И еще я подумал: появись эти скульптуры не здесь, а на могиле расстрелянного Лорки в Андалусии, что знал бы о них мир? Какие слова говорили бы о них испанские гиды вывалившим из автобусов пожилым туристам в панамках и сандалях? Что писали бы о них искусствоведы? Может быть, что-нибудь о «Душе сентиментального провинциала», как сказал в 54-м Блез Сандрар о Фернане Леже? Или, появись они в имении того же Леже в Био — какие статьи выходили бы о них тогда в журналах по искусству? Сравнивали бы их тогда с «Войной» Руссо? Находили бы стилистическое сходство с «Бегом» Пикассо? Находили бы что-то общее со штрихом Матисса и Модильяни? Возможно. Если бы они оказались в другом месте, на другой земле, но – они возникли здесь, вырастают, одно целое, персть земная из персти земной, и их не оторвать от земли, ведь они здесь затем, чтобы поддерживать связь между живыми и мертвыми. Горький и страшный парадокс: этого места нет и не будет ни в путеводителях, ни в туристических картах, ни в каталогах, ни в журналах по искусству. Да и есть ли оно вообще? А если есть, то есть ли в нем мы – отголоски и отражения?

Эти скульптуры существуют, подчиняясь дыханию природы, ритму природы и силам природы: живут, погибают, возрождаются весной, но уже другими – словно побеги, пробивающиеся из земли.

И так же как у живых существ, жизнь их очень хрупка, и всегда колеблется на грани, завися от игры слепых стихий: огромных сучьев, падающих с аварийных деревьев; ливней, размывающих слишком податливую глину; уксусного альдегида, бродящего в мозгу ночных посетителей парка; мамаш, сажающих зверенышей на пробитую грудь Христа; блоггеров, смачно улюлюкающих в уютных жежешечках.

Снова придет зима, и все они застынут под снегом и льдом. Баю-бай, не бойся взглядов беспокойных. Баюшки-баю. Но я – боюсь. Боюсь того, что однажды, ранней весной, через год, или пять, или восемь они, смертельно больные, не смогут подняться в очередной раз из-под мокрого одеяла мартовского снега, и в этом будет наша вина – не написавших, не сфотографировавших, не приехавших, не увидевших, не захотевших, не утрудившихся хотя бы попытаться увидеть и понять очевидное. И всё вернется на круги своя. И прошлое тихо потонет в нахлынувшем мире безмолвных светляков на черных мусорных кульках с гнильём. И эти удивительные, невыносимые глаза погаснут уже навсегда, смытые вместе с глиной холодным оцинкованным дождем. Все забудется в дороге. Все воротится во сне.

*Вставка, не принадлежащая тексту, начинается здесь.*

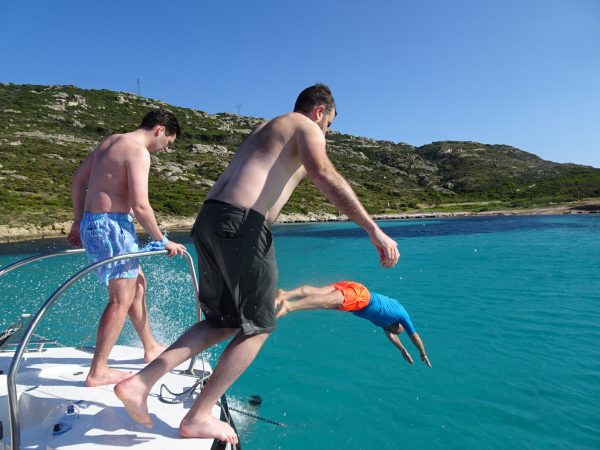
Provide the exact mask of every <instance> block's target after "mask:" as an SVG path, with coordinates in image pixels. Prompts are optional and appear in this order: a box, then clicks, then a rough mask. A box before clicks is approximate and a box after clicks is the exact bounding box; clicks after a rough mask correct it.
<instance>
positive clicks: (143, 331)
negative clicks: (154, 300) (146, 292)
mask: <svg viewBox="0 0 600 450" xmlns="http://www.w3.org/2000/svg"><path fill="white" fill-rule="evenodd" d="M146 287H147V282H146V277H145V275H144V272H142V269H141V267H140V272H139V275H138V278H137V280H136V285H135V297H134V299H133V303H132V304H131V307H130V308H129V312H128V314H129V320H131V323H132V324H133V328H134V329H135V331H136V333H137V334H138V336H139V337H140V339H141V341H142V345H143V346H144V361H146V362H150V361H153V360H154V359H155V358H156V357H157V356H158V355H160V354H161V353H162V352H163V351H164V350H165V349H166V347H165V346H164V345H161V344H159V343H158V342H157V341H156V339H155V338H154V336H153V335H152V332H151V331H150V322H149V321H148V308H147V307H146Z"/></svg>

Но пока что когда-то заброшенные могилы свели воедино поэзию и смерть, лирику и цыган, искусство и Любовь – уже не в земном, а в небесном ее смысле.

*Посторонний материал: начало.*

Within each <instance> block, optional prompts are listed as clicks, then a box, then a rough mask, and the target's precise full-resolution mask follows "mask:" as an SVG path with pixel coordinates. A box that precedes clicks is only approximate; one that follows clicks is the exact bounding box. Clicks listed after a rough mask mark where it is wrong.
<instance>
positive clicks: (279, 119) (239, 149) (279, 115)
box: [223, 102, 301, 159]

И пока что Мадонна, в которой Федерико Гарсия Лорка, наверное, узнал бы свою Мадонну Соледад, всё еще стоит на своём месте, встречая приходящих. Стоит, беззащитная и торжественная, раскрыв свои руки навстречу нашим граффити, нашим плевкам и нашей арматуре. И в этом её Любовь – триумфальная и всепрощающая наперекор всему, потому что не любить — невозможно.